Lexis processed this as a natural language search, casting a very wide net, and sorting the results by relevancy.

Bottom Line:  It's important to know how each system is going to treat the syntax of your search. Check preferences/settings and help if you have any questions about how the search is being interpreted.  Or raise a question in class!

Searching for Overlapping Concepts: Building Boolean Search Queries

Nearly all searches will involve multiple facts and/or concepts. Our slip and fall example involves at least three different concepts, and we need cases that include them all:  a slip/fall injury, on icy or slippery surface, on a business' property.

With a Venn diagram, you can see how these three concepts overlap in multiple ways:Venn Diagram with three overlapping circles:  slip & fall injury, icy/slippery, and business premises.

At each of the four overlapped areas, we find a different set of cases:

  • At the overlap between "slip & fall injury" and "icy/slippery", we'd find cases about falls on city streets, or on a neighbor's sidewalk.
  • At the overlap between "slip & fall injury" and "business premises", we'd find cases about falls in grocery store aisles left wet, for example.
  • At the overlap between "icy/slippery" and "business premises", there's no injury -- so no liability!
  • Finally, at the overlap between all three concepts, we'd find the cases we're looking for.

Your searches need to be constructed with these overlaps in mind.

Boolean Searches:

When you build a search query, you're telling the system which concepts are critical for you. 

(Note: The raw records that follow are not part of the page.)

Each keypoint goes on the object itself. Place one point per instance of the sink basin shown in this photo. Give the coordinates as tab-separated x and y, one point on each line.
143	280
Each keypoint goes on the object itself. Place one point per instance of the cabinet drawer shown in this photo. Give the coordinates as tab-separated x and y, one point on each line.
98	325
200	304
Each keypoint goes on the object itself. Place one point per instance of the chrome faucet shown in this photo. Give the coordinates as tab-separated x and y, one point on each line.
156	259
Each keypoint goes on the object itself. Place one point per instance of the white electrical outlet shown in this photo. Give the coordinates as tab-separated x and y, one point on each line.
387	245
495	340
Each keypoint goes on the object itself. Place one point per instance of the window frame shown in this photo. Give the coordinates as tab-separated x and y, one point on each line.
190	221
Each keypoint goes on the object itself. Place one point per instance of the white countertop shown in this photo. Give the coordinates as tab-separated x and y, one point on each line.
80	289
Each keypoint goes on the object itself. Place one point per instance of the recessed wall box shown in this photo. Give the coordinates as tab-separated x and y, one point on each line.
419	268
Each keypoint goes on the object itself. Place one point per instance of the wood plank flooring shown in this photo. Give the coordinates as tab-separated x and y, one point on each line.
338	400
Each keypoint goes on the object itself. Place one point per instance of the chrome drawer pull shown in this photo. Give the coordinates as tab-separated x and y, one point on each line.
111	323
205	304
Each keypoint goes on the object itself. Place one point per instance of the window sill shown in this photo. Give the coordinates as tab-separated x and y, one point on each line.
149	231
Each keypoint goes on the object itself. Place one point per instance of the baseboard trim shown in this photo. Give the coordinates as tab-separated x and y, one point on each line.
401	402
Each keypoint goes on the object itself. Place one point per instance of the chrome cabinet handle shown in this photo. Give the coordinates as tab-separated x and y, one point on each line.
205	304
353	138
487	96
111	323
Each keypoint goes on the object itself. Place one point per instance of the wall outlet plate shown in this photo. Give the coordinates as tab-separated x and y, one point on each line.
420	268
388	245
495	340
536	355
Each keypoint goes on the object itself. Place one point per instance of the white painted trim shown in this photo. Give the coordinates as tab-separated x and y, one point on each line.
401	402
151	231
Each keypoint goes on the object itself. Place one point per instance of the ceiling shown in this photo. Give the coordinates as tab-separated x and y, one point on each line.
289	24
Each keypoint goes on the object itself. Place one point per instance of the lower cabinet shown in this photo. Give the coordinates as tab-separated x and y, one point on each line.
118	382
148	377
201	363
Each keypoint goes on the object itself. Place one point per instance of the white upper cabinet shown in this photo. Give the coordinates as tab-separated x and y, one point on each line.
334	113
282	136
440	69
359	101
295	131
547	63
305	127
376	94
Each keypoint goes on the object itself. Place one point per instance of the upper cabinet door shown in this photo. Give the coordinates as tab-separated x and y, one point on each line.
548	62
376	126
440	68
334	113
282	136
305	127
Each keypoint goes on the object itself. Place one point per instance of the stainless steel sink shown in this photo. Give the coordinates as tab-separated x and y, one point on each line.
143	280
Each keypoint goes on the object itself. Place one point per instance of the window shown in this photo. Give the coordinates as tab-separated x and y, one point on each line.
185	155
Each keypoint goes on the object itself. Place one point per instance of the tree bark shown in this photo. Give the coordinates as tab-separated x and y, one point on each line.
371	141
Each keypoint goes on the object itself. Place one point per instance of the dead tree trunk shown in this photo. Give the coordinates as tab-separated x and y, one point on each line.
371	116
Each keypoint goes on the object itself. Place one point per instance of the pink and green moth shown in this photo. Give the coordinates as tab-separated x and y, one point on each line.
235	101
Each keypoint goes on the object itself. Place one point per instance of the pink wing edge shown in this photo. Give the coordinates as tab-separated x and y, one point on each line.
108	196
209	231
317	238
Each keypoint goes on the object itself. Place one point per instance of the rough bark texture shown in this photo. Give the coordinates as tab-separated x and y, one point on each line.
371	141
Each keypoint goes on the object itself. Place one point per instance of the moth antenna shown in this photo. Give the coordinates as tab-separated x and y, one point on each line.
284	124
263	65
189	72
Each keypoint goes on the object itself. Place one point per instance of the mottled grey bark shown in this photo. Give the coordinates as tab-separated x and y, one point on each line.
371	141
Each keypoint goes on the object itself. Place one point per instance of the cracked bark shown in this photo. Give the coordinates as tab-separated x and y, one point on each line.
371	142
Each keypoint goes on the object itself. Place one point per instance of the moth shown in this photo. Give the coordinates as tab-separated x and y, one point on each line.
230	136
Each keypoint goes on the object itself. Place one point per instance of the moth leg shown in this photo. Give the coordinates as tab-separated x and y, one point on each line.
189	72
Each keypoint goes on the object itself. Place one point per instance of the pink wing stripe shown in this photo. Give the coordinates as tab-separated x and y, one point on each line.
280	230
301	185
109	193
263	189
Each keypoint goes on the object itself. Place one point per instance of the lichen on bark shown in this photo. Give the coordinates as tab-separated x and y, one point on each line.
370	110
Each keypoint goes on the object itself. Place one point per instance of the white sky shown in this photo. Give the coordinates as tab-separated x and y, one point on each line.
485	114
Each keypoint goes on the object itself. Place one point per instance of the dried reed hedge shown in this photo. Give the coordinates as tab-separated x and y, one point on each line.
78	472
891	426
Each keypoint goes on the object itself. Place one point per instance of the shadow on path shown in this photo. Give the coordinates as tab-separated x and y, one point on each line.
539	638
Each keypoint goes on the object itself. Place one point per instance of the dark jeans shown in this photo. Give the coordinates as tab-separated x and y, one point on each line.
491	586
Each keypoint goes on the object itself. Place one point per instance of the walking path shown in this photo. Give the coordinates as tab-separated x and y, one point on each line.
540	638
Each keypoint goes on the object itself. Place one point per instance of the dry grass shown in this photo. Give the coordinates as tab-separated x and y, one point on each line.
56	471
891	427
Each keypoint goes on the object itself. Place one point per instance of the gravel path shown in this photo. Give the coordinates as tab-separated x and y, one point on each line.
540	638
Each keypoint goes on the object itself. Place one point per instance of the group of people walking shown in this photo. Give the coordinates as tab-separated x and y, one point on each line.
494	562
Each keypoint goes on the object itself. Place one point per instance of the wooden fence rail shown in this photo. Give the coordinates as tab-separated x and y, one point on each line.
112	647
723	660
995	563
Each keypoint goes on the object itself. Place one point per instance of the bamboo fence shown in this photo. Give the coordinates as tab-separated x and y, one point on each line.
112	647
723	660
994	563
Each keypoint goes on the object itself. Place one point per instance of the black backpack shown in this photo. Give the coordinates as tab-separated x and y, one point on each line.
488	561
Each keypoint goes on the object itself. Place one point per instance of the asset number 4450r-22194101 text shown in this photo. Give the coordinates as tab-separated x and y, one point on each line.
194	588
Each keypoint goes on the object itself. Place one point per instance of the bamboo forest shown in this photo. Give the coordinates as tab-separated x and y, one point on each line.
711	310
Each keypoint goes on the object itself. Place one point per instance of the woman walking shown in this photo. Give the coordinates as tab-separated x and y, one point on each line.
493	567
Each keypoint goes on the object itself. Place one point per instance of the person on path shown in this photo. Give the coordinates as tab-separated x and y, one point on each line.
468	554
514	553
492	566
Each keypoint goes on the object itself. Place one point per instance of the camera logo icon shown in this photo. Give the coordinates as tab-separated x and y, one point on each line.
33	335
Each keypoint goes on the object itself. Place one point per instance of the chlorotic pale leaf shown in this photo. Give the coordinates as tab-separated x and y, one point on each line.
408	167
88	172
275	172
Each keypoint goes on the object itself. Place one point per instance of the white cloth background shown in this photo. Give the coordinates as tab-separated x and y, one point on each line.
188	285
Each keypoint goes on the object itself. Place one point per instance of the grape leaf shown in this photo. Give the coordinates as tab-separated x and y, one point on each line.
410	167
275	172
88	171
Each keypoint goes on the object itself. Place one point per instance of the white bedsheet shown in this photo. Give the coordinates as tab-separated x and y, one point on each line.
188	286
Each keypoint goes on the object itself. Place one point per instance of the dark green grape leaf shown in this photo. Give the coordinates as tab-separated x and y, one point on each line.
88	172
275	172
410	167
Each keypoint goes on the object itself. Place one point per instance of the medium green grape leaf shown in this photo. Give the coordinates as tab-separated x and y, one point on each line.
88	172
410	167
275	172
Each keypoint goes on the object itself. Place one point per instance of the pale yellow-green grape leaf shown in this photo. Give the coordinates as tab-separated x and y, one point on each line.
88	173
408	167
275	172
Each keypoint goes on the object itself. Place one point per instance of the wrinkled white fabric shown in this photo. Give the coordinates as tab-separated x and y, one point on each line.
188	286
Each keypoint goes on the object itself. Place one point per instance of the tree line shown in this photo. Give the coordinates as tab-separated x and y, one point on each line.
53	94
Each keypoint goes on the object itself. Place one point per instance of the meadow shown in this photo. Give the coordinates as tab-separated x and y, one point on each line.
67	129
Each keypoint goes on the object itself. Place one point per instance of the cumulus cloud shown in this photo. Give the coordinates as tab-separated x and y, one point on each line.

Begin with a short query, and build by adding connectors. The "OR" connector is permissive: use it to separate synonyms or related concepts, of which you'd accept either.  The "AND" connector is a requirement that the term that follows be included in all results.

(slip OR fall) AND (business premises) AND (icy OR slippery)

This example allows for cases to use the term slip OR the term fall to describe the incident. It requires that cases use the phrase "business premises". And then it requires that cases use either the term icy OR the term slippery.

Once you see your results, you can (should) consider revising the search with more ANDs to reduce the number of results, or more ORs to increase the number. A better search might alter the middle set of terms to (business or store or premises), for example. You may need to repeat this process several times, especially throughout your first year. 

Building an effective search query requires an understanding of the language likely to be used in the documents you seek. If you have a limited understanding of premises liability issues, for example (perhaps not even being familiar with that term), it may take more iterations of your search query.